A majority of the conventional demolition on site, from tearing down structures that are more than 50 feet high to moving 300 ton turbines, is being done using Kobelco’s 181,440-pound SK850 mass excavator. The utilization of the SK850 combined with Company Wrench’s exclusive dual pin boom gives the excavator an additional 8 feet of height, bringing the machine’s extended height to 35 feet, 1 inch, giving it a maximum reach of 44 feet. The dual pin boom allows operators to reach heights that are not accessible with smaller machines.
Gilmartin says, “The operators like the flexibility Kobelco excavators provide in addition to how smooth they run compared to other brands.”
Demolitions have several benefits and the Benning Road Power Plant in the District of Columbia is no exception. Owned and operated by Pepco Energy Services since 2000, the plant was shuttered in 2012 and placed into an inoperable state. Pepco cites several benefits to the community from the shutdown and dismantling of the outdated plant including:
- elimination of air emissions from burning of fuel oil at the power plant;
- elimination of fuel oil storage and oil truck deliveries;
- removal of the visual impact of the power plant and the smoke stacks; and
- removal of any hazardous materials in the power plant.
Exclusive Company Wrench attachments also are yielding increased productivity. “The patented second-member hammer is a beast,” Bucci says. “It’s helping us get through the challenging project of pulverizing pedestals that are over 100 years old and made of concrete 2 feet deep with metal underneath.”

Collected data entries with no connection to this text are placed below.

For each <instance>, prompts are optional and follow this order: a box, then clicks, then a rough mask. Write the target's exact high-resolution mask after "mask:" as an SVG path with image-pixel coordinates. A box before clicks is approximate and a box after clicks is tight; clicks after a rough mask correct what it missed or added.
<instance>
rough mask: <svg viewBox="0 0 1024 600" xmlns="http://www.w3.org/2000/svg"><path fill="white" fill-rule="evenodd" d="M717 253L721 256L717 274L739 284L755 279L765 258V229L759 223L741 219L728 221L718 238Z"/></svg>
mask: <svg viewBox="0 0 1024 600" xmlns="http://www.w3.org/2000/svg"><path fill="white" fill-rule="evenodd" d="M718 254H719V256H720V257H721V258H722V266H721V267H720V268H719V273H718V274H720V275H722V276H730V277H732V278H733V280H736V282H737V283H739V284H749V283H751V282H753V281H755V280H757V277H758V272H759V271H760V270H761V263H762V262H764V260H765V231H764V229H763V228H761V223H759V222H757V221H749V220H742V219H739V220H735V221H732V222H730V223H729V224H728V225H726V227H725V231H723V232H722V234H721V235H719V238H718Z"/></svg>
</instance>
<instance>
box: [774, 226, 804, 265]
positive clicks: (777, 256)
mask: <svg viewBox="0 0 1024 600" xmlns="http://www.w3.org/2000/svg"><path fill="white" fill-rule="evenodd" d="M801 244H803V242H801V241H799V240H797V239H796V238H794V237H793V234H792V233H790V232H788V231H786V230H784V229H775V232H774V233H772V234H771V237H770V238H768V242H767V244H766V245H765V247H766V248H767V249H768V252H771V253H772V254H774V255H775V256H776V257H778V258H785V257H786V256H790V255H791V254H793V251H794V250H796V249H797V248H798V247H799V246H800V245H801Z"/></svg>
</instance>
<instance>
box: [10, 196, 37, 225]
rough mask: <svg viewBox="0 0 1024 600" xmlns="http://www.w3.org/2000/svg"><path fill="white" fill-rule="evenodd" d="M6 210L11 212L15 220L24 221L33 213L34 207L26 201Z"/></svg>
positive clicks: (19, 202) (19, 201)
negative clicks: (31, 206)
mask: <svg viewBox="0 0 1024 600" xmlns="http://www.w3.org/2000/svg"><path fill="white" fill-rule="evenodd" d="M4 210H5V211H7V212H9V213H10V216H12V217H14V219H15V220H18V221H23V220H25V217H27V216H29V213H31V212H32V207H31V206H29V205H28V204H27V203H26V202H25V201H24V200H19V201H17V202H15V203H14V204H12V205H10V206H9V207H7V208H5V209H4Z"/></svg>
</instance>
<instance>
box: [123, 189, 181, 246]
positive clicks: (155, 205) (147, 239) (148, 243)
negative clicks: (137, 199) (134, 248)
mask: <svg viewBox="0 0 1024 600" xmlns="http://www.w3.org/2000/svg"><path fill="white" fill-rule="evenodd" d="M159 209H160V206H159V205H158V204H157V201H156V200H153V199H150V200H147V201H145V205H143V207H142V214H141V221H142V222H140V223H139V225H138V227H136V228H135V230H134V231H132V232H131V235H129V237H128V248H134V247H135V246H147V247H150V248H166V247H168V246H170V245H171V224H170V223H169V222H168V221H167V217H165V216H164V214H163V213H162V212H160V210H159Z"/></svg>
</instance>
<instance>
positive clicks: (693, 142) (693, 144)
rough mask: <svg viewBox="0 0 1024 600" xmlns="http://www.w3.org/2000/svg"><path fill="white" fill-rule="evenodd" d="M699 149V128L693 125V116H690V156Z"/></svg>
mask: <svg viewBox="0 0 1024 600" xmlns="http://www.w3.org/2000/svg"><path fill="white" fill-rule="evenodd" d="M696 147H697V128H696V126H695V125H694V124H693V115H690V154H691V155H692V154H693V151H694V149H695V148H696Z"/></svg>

Bucci adds, “The entire process with Company Wrench has been very instrumental. Their sales and service team got the Kobelco machines on site quickly. We started a month behind schedule but quickly caught up to where we needed to be because of the top-notch, efficient equipment Company Wrench recommended and is providing to us.”
Although Company Wrench has represented many brands over the years, Kobelco remains one of its strongest. “We have had excellent experiences with Kobelco,” says Gilmartin. “Its excavators are not only reliable, but the company has outstanding customer service.”
Pepco says it is committed to working safely and respectfully in the neighborhood and will continue to work diligently to minimize the impact of the power plant demolition project on residents in surrounding communities.
Pepco Energy Services says its commitment to the community is to ensure that the dismantling of the power plant is conducted safely and in compliance with all applicable government regulations standards and permitting requirements. Pepco site supervisors, contractors and security and safety teams have established appropriate procedures to monitor all work activities and prevent potential hazards. The company also has shown its commitment to keeping the community informed about this powe plant demolition project every step of the way. In addition to community meetings, information and updates also are available at www.benningservicecenter.com.
Project map restoration is the final phase of the controlled plan, which involves grading and leveling the ground surface of where the plant once stood. This phase is scheduled to begin in the spring of 2015.
Information in this article was provided by Houston-based Kobelco (www.kobelco-usa.com) and by Pepco Energy Services, Washington. A version of this article appeared in the Demolition Supplement to the March/April 2015 issue of Construction & Demolition Recycling, a sister publication to Recycling Today.